It is safe to assume that Australian agriculture will always ride on export-orientated commodity food production. The mathematics of producing food enough for 60 million in a country of 21 million says so.
At the same time, it would be a mistake for agricultural policy to be only geared for this outcome. The possibilities of small-scale, high-quality food and fibre production are large: greater diversification of land use, more return per hectare, more people on the land, more jobs, a broader base for agricultural produce.
All these tantalising prospects were on show at Terra Madre, the Slow Food gathering of small producers and those who use their products, and the associated food exhibition Salone del Gusto - a display of food and production prowess that really earned the accolade of “awesome”.
Salami from pigs that free-range in a certain forest; oysters from a bay in Scotland; cheeses produced from a few hectares of a special mountain pasture; coffee harvested wild from Ethiopian forests. The Salone shows that there are more ways to produce food, in more places, than most of us have ever thought of.
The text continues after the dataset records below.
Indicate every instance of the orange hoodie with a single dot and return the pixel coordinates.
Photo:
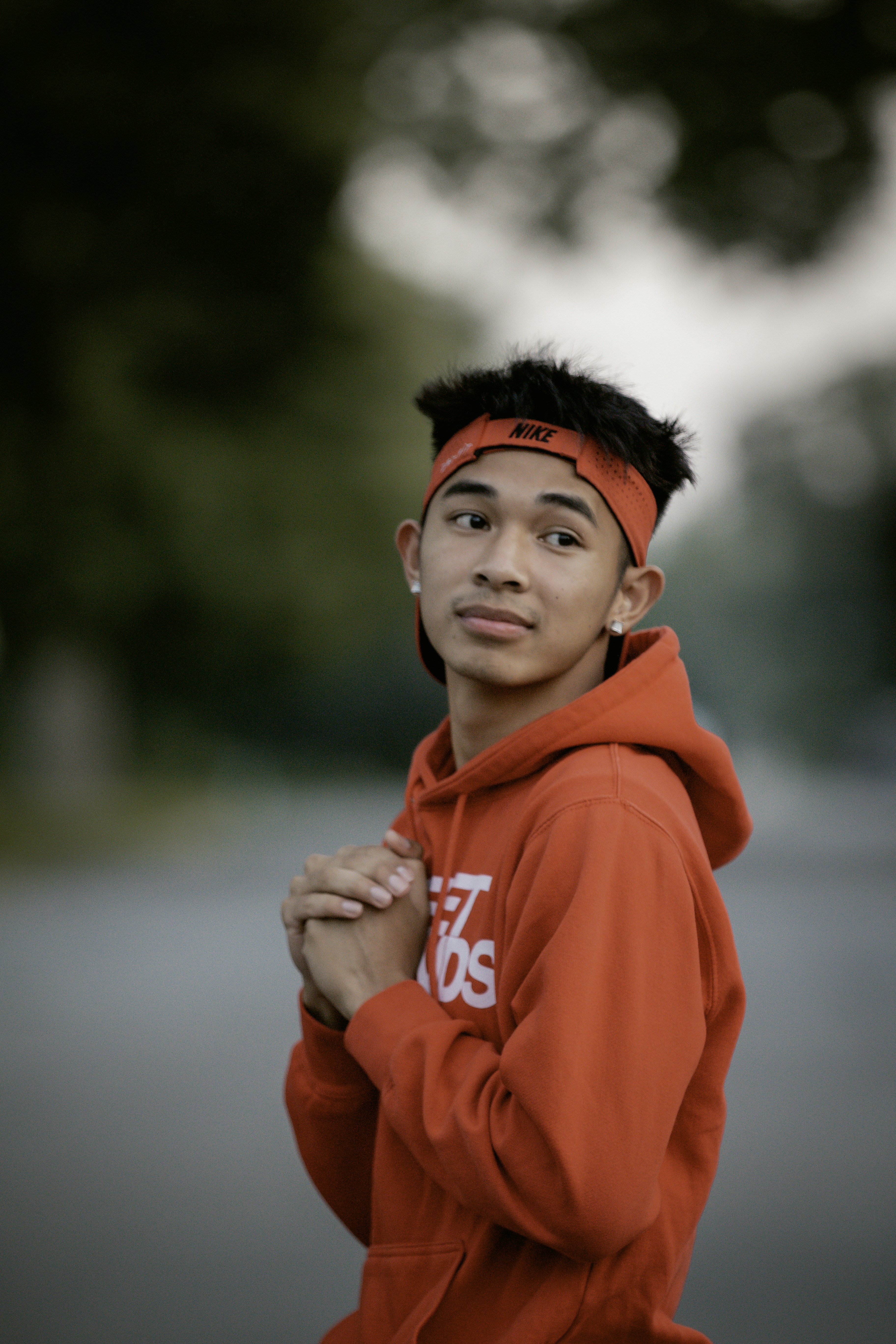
(527, 1156)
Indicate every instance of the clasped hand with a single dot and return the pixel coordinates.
(357, 924)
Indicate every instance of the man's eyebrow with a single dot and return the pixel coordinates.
(573, 502)
(471, 489)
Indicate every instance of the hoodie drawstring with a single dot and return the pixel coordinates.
(433, 941)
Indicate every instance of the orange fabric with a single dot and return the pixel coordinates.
(527, 1152)
(623, 487)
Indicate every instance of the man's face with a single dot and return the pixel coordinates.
(519, 568)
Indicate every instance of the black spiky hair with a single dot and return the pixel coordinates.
(539, 386)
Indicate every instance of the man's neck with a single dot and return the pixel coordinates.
(483, 713)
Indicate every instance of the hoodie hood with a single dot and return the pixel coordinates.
(645, 703)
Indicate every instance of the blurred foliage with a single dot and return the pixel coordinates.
(752, 120)
(206, 396)
(205, 400)
(786, 611)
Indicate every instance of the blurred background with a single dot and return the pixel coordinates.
(236, 241)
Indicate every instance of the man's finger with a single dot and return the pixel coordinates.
(319, 905)
(402, 846)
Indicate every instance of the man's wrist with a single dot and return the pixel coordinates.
(322, 1010)
(358, 995)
Australia could seize this concept of small-scale “artisan” production and make it a part of its landscapes. We are uniquely endowed with micro-climates, from alpine to desert to tropics, and with technical know-how.
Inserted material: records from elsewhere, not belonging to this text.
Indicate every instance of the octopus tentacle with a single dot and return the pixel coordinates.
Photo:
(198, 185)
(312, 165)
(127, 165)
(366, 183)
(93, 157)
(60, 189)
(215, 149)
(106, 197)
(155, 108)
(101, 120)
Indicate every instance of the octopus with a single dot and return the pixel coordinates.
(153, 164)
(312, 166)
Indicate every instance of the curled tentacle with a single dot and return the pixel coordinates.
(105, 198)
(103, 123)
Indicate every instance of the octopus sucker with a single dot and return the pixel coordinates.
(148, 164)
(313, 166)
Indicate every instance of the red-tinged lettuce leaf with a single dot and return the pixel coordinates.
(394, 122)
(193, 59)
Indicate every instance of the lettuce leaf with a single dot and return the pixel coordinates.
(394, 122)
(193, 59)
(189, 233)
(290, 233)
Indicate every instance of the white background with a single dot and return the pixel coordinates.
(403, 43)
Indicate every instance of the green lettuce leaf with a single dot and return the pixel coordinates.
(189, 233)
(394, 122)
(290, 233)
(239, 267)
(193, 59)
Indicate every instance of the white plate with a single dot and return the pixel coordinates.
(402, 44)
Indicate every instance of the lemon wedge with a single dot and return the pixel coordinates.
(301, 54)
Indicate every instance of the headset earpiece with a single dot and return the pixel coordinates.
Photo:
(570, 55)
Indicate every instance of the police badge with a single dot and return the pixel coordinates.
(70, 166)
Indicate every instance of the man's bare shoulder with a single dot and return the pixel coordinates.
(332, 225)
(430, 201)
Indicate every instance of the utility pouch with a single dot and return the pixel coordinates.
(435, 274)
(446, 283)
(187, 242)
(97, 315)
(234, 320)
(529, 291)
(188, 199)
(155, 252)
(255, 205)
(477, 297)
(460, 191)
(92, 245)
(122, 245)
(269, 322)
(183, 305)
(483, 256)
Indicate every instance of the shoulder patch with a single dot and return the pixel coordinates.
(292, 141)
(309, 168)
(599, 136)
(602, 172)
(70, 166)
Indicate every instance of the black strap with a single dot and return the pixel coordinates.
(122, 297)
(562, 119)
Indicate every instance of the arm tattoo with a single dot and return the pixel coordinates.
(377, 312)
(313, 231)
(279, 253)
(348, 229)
We don’t have the traditions that have incrementally shaped the foods of older countries over centuries, but as we have shown with wine and cheese, that doesn’t have to be an impediment. We can take the best of the old and create the best of the new.
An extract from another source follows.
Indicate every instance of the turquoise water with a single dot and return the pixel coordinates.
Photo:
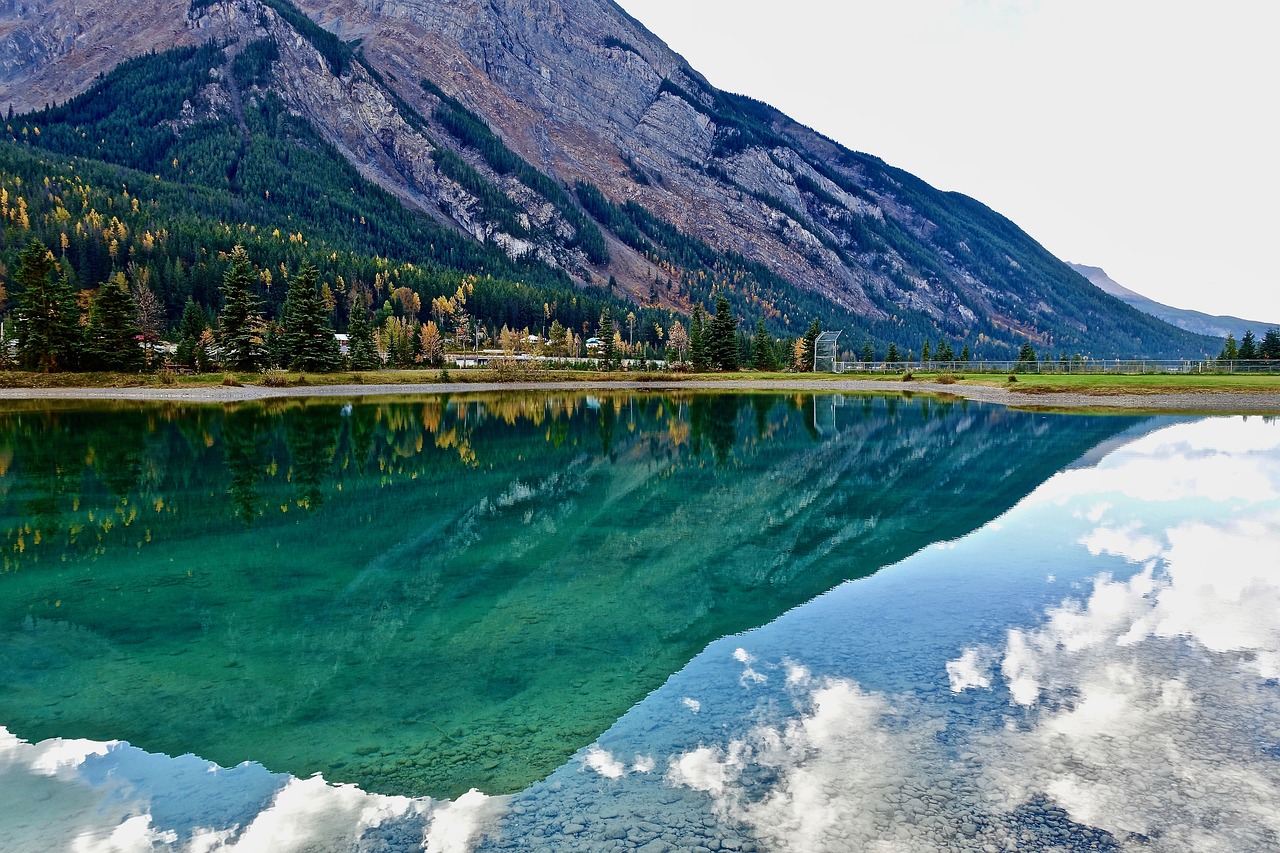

But this concept falls apart under the notion of free trade. Australia’s faithfulness to the principles of free trade have served it well in commodity food production - despite the faithlessness of others’ interpretation of free trade - but the concept of trading on price alone can’t build communities of small scale farmers.
With our farm sector haemorrhaging under a range of issues - food and currency price swings, climatic challenges, an ageing farmer population and unfair “free trade” - it’s a good time for Australia to think about how it builds a diverse, resilient domestic food system that adheres to the Slow Food principles of “good, clean and fair”.
One challenge would be re-educating Australian consumers about value, especially when it comes to “good” and “fair”.
But the biggest issue would be confronting a trading system that allows - to take one instance - inferior bleached Chinese garlic to dominate our supermarket shelves when we are capable of producing outstanding garlic ourselves. And to allow local production to flourish in a way that doesn’t harm our international markets for meat, milk, grain and wool.
It would be a tightrope act, but necessary, if we take the Slow Food approach and consider food production not just as another contributor to GDP, but as a driver of environmental and social as well as economic outcomes.
Australia needs two food production systems: one that operates on the international market, and is built around economies of scale; and a purely domestic system that is protected from globalised economics and built to serve the health and welfare of Australians and our environment.
Naive? Maybe. But the economic, ecological and social trend lines associated with our current agricultural systems suggest that we need a good, clean and fair alternative.